E questo viaggio tra un remoto passato e il presente non poteva che concludersi in quella che è considerata una delle località più affascinanti del Pianeta, Lalibela.
Anche sull’origine di questo straordinario sito dell’Unesco, le leggende si sprecano. La più diffusa racconta di un principe che, avvelenato dal fratello, fu trasportato in cielo dove gli fu mostrata una città magnifica e dove Dio gli ordinò di tornare sulla terra per ricreare ciò che aveva visto.
Così, diventato re, con l’aiuto degli angeli, riuscì a realizzare in un solo giorno quello che adesso è possibile visitare. In realtà, Lalibela prese il nome dal più famoso dei suoi sovrani, quello che l’ha costruita quando, caduta Gerusalemme in mani di infedeli, decise di riedificare la città santa qui, sull’amato altipiano dove aveva la residenza.
Dodici incredibili chiese ipogee, in cui devotissimi pellegrini seguono le continue funzioni sacre, con una professione di fede così profonda da commuovere.

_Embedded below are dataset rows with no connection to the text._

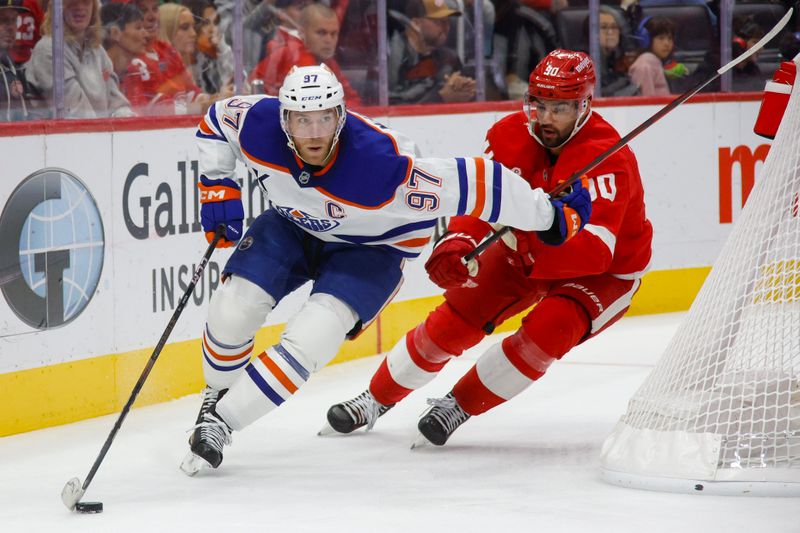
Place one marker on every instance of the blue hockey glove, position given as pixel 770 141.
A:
pixel 221 204
pixel 573 210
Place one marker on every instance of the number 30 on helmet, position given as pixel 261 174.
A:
pixel 563 75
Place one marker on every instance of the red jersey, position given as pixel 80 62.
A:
pixel 617 238
pixel 157 77
pixel 28 34
pixel 286 50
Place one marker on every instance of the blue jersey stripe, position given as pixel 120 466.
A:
pixel 497 191
pixel 394 232
pixel 212 114
pixel 294 363
pixel 464 188
pixel 268 391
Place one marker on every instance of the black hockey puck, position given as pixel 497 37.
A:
pixel 89 507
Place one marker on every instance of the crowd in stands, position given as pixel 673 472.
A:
pixel 148 57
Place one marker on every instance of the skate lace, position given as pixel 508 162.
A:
pixel 210 397
pixel 364 409
pixel 447 412
pixel 214 431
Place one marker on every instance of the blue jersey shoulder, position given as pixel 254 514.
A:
pixel 261 136
pixel 368 168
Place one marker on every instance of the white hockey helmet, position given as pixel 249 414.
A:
pixel 313 88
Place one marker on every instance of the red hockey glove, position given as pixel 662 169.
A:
pixel 221 203
pixel 445 266
pixel 573 209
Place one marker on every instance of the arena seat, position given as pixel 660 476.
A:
pixel 695 33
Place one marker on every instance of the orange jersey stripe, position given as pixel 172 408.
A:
pixel 219 357
pixel 264 163
pixel 480 187
pixel 411 243
pixel 204 127
pixel 278 373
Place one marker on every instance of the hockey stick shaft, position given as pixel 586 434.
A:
pixel 156 352
pixel 561 187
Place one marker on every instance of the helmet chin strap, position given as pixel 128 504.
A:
pixel 582 119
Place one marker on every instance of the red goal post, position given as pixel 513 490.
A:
pixel 720 412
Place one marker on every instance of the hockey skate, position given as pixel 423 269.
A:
pixel 346 417
pixel 209 434
pixel 441 420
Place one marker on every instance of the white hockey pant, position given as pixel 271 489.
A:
pixel 311 339
pixel 236 311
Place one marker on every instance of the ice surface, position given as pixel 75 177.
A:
pixel 529 465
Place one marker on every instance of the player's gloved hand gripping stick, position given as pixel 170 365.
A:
pixel 73 491
pixel 221 205
pixel 640 128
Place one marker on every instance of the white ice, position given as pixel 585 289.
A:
pixel 529 465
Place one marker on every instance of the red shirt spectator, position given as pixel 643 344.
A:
pixel 287 48
pixel 158 77
pixel 28 34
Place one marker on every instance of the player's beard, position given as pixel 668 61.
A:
pixel 551 137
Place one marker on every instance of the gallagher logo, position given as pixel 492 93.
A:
pixel 305 220
pixel 51 244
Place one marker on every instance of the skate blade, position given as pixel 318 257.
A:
pixel 192 464
pixel 72 493
pixel 421 442
pixel 327 430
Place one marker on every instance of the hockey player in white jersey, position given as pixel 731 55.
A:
pixel 349 202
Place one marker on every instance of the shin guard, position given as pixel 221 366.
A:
pixel 417 358
pixel 549 331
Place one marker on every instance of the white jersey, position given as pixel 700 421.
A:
pixel 374 190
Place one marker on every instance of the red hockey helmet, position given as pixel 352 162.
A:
pixel 563 75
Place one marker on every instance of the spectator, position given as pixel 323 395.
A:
pixel 747 75
pixel 90 84
pixel 176 26
pixel 654 64
pixel 29 26
pixel 124 37
pixel 320 32
pixel 524 35
pixel 421 68
pixel 212 62
pixel 259 25
pixel 163 84
pixel 13 87
pixel 285 49
pixel 613 66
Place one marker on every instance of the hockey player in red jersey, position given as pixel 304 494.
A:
pixel 578 289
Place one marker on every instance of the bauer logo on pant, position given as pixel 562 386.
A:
pixel 51 242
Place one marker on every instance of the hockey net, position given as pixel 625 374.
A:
pixel 720 412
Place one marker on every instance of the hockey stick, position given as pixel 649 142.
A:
pixel 73 491
pixel 561 187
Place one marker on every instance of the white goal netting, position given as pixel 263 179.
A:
pixel 720 413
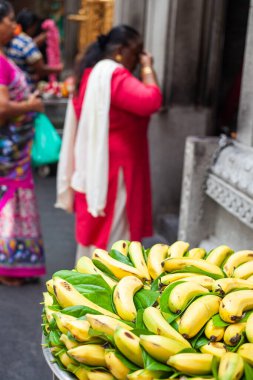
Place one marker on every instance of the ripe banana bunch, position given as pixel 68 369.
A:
pixel 132 313
pixel 123 297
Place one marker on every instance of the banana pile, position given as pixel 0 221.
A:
pixel 169 312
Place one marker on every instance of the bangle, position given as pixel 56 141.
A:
pixel 147 70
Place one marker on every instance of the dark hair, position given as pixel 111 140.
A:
pixel 5 9
pixel 27 18
pixel 106 43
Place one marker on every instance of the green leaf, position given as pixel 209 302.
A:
pixel 153 365
pixel 201 342
pixel 146 253
pixel 215 367
pixel 156 284
pixel 54 338
pixel 104 269
pixel 139 324
pixel 106 337
pixel 187 351
pixel 235 348
pixel 164 300
pixel 145 298
pixel 246 316
pixel 248 371
pixel 119 257
pixel 193 269
pixel 195 339
pixel 125 361
pixel 218 322
pixel 79 311
pixel 139 332
pixel 92 286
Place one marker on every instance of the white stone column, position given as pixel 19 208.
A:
pixel 195 205
pixel 130 12
pixel 156 34
pixel 245 117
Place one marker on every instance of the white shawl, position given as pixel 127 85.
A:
pixel 84 159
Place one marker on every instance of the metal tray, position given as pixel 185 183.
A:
pixel 58 374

Non solo gli edifici rupestri, scavati nel tufo basaltico, lasciano senza parole.
E’ tutto l’insieme ad incantare.
Gli stretti passaggi tra le rocce, le cripte e le grotte, i dettagli delle costruzioni, i ponti che le collegano, i cortili stretti tra le pareti strapiombanti e i muri delle chiese, i sacerdoti, avvolti in velluti damascati, che impartiscono benedizioni poggiando enormi croci sulle teste inchinate dei fedeli, che qui arrivano da tutta l’Etiopia.
Sono vestiti di bianco, uomini, donne e bambini, qualcuno porta colorati ombrelli ricamati con fili d’oro e d’argento, recitano litanie e musicali preghiere, accompagnati da tamburi e dal battito delle mani.
In Etiopia le preghiere si trasformano in danze, in processioni tra luoghi che, anche nei toponimi (Calvario, Giordano, Tomba di Adamo, Golgota, ecc.), ricordano la lontana Gerusalemme. I riti del cristianesimo più austero e più antico. Avevo letto di questa città, così strana, così unica, ma quando me la sono trovata davanti ogni descrizione mi è sembrata riduttiva.
Occorre andarci. Per capire, per scoprire, per emozionarsi.
Dopo aver visitato questi capolavori architettonici, sulla cui datazione e sulla cui realizzazione, è ancora aperto il dibattito, mi siedo su una roccia sopra il “buco” che contiene la splendida chiesa monolitica di Bet Giyorgis, l’unica ad avere la pianta a forma di croce, che da quassù è bene visibile.
Il sole sta tramontando e i colori si accendono. Dietro di me alcune abitazioni tipiche, tucul a due piani, realizzati a secco, al di fuori dei quali alcuni maestri pittori insegnano agli allievi a dipingere su pelli le figure della tradizione sacra.
Davanti a me la Chiesa di San Giorgio, patrono dell’ Etiopia, simbolo di una cristianità che non si vuole arrendere.